Когда Ульоа передал его слова дону Педро, тоже подошедшему к нему, молодой человек заметил:
— Значит, нам угрожает быть засыпанными землей или затопленными водой?.. Приятное положение!
— Можно спастись, — сказал канак, очевидно понявший молодого человека, хотя тот сделал свое замечание на испанском языке, на котором говорил с Ульоа.
— Каким же образом? — спросил последний у канака на его родном языке.
— Проделать проход… Вот здесь, — пояснил Математе, указывая на одно место. — Отсюда мы выйдем в такую чащу, где нас никто не найдет.
— Гм, — пробормотал моряк, рассматривая указанное дикарем место. — Да тут, наверное, такая толщина, которую не скоро преодолеешь, а нам дорога каждая минута.

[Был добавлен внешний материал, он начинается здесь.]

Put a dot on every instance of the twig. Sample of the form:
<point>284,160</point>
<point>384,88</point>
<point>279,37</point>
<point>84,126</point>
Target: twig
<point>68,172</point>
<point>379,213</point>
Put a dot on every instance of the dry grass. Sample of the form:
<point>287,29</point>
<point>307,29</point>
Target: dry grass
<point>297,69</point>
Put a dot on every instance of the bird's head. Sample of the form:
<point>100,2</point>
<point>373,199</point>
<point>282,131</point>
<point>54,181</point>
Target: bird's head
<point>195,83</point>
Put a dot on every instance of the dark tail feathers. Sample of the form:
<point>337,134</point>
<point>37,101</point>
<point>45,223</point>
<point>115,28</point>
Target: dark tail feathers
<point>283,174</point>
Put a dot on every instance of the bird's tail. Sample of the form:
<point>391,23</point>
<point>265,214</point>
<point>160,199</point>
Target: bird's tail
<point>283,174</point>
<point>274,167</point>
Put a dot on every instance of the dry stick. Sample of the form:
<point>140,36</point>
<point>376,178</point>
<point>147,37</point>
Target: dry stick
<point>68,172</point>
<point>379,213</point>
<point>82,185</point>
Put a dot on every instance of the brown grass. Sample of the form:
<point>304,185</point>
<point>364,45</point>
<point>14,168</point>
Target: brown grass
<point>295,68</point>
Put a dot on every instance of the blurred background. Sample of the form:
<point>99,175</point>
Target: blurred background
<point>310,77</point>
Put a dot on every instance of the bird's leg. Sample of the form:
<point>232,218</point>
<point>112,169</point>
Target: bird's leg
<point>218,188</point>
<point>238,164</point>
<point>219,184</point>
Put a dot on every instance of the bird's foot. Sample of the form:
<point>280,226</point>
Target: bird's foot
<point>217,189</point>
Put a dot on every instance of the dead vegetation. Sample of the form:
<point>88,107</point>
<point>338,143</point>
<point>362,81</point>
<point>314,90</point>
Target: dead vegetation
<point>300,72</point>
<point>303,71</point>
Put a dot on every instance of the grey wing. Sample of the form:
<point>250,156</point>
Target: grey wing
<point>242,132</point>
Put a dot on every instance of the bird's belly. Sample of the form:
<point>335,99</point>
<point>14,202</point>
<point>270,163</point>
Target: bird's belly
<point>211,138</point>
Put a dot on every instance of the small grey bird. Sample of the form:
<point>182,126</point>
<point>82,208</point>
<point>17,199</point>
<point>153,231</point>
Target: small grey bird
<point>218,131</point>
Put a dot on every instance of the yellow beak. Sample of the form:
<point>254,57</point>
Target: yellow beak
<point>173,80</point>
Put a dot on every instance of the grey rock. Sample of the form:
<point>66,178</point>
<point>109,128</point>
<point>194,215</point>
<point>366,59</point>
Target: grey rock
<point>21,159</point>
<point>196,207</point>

— Не бойся, великий вождь, — успокоил его дикарь, — если дружно примемся за работу, живо проложим путь. Нам уж приходилось делать такие проходы, и мы знаем, что это вовсе не так трудно.
— Да ведь нас, того и гляди, зальет водой или засыплет землей… Вон земля уже начала осыпаться, — возразил Ульоа.
— Ничего, — стоял на своем дикарь, — нам нужно немного прорыть, чтобы уйти отсюда… А там будет уже не так опасно.
— Но если эту пещеру засыплют землей, в ней не будет воздуха…
— И об этом не беспокойся, великий вождь: воздух будет. Между корнями везде пустота, через нее и проходит воздух. Не задохнемся, — уверял дикарь.
— Ну хорошо, будь по-твоему, — согласился Ульоа.
Все поспешно принялись за дело. Канаки начали ловко действовать своими орудиями, а Ульоа и Бельграно — тяжелыми ружейными шомполами. Работа закипела. По указанию Математе следовало прочистить путь в одной из боковых стен пещеры. Рыхлая земля поддавалась легко; труднее было сладить с густой массой толстых корней, переплетенных частой сетью мелких отростков. Двое были заняты перерубанием этих преград, а другие двое — уборкой срубленного. Вскоре часть пещеры была завалена этими обрубками.
Во время работы мужчин Мина взяла на себя обязанность сторожа. Держа наготове карабин, мужественная девушка чутко прислушивалась к тому, что происходило снаружи.